Review Tuesday: 'My Afternoons with Margueritte'

Today’s ‘Review Tuesday’. My Sweetheart Vivienne won two free tickets to My Afternoons with Margueritte [1, 2, 3] – a 2010 subtitled French film starring Gerard Depardieu. We saw it last Thursday evening – at the end of my ‘4-hour delay day’ [4]. It’s the story of an improbable friendship between Depardieus character Germain (a 50-year-old uneducated, minimally literate and seemingly oafish builders labourer) and Margueritte (a cultured, bookish, prim 90-year-old lady). By chance the two meet on a park bench. Germain counts the pigeons, and he’s named all 19. Margueritte’s fascinated by them too. Their friendship blossoms.
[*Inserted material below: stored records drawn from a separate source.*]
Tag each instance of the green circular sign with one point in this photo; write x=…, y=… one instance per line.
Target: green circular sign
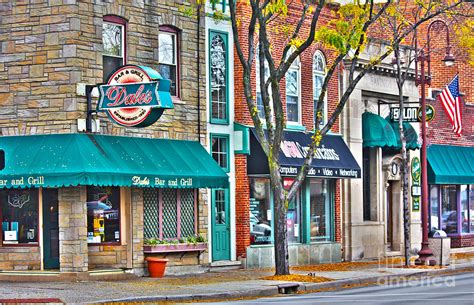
x=415, y=169
x=430, y=112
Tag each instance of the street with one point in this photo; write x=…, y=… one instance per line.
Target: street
x=456, y=289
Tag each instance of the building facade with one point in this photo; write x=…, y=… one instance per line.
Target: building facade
x=313, y=217
x=373, y=205
x=100, y=217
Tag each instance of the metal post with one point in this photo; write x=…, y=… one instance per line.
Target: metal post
x=425, y=252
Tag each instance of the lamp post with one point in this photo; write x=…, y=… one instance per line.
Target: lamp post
x=425, y=253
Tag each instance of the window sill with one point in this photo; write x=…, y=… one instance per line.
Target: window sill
x=295, y=127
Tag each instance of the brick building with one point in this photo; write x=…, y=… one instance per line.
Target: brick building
x=81, y=202
x=451, y=177
x=314, y=217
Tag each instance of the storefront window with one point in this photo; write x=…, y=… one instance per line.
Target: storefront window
x=434, y=208
x=449, y=209
x=320, y=210
x=471, y=209
x=464, y=209
x=260, y=212
x=19, y=216
x=169, y=213
x=103, y=214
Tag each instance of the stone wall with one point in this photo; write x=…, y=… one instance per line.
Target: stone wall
x=73, y=250
x=20, y=258
x=48, y=47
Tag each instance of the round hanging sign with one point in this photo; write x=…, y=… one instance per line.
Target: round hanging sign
x=131, y=97
x=416, y=169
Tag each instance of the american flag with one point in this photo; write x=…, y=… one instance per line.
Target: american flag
x=451, y=102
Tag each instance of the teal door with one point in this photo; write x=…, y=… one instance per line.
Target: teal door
x=220, y=225
x=50, y=229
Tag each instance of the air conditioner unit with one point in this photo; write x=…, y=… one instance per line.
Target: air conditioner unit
x=81, y=125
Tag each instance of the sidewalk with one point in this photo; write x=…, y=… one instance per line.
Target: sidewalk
x=224, y=285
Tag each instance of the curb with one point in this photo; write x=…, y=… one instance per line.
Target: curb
x=273, y=290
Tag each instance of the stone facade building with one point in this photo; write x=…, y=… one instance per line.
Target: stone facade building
x=50, y=51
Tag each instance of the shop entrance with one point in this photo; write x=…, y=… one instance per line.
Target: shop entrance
x=220, y=225
x=50, y=229
x=394, y=215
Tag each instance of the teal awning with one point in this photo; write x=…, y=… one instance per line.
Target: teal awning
x=411, y=135
x=86, y=159
x=377, y=132
x=450, y=164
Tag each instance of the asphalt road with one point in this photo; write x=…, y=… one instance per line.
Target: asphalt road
x=453, y=290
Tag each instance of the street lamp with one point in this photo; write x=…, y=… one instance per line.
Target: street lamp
x=425, y=253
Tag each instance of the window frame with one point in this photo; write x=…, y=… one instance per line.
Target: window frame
x=116, y=20
x=322, y=74
x=37, y=244
x=261, y=114
x=159, y=203
x=295, y=66
x=109, y=243
x=222, y=136
x=225, y=36
x=169, y=29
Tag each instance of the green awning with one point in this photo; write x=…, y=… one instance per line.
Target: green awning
x=411, y=135
x=377, y=132
x=450, y=164
x=85, y=159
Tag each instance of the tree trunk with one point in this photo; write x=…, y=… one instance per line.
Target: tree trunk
x=280, y=242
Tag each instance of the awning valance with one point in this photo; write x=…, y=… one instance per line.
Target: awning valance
x=333, y=158
x=450, y=164
x=86, y=159
x=411, y=135
x=377, y=132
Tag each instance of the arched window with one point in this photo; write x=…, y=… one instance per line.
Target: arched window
x=293, y=93
x=114, y=44
x=319, y=74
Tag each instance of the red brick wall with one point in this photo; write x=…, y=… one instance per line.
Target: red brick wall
x=242, y=113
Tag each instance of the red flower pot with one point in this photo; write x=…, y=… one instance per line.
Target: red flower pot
x=156, y=266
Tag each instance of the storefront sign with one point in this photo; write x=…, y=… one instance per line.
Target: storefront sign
x=415, y=169
x=410, y=114
x=131, y=98
x=158, y=182
x=430, y=113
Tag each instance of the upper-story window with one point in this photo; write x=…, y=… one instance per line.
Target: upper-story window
x=319, y=74
x=293, y=93
x=114, y=43
x=218, y=77
x=260, y=107
x=168, y=51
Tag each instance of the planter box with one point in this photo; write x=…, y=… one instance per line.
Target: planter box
x=200, y=247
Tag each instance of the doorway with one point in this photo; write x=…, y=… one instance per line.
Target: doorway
x=220, y=215
x=50, y=229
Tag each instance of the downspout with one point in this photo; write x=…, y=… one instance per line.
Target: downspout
x=198, y=47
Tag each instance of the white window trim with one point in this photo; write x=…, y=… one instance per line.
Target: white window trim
x=122, y=40
x=323, y=74
x=295, y=66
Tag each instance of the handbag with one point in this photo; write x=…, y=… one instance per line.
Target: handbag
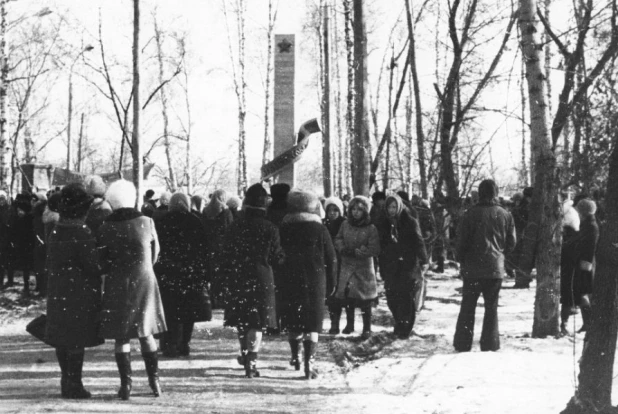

Each gives; and each takes. But we see him develop more. Maybe because his baseline’s lower. Though this movie’s a hybrid of My Fair Lady, Being There and Tuesdays with Maurie, it benefits from its intergenerational dimension. At its end – which comes unexpectedly without being unexpected – tears were streaming down Sweetheart Vivienne’s and my cheeks. We both felt cheated of a few more scenes – to show us what happened next. And that, I reckon, is the hallmark of a fine film. My view, as a semi-neoluddite from backwoods Tasmania, is that the current plethora of so-called social media contributes little if anything to our ability to form meaningful relationships and develop them over time. My Afternoons with Margueritte is a model relationship case-study: sensitive, languid and joyous. Though I saw it gratis, it gave me so much it would’ve been worth the admission price. It’s a wonderful film. I rate it four stars.

1 comment:

Chris Burrows said...

Improbable friends just might be the best kind as there is so much to learn from each other. I'll watch out for it and get clean hankies out!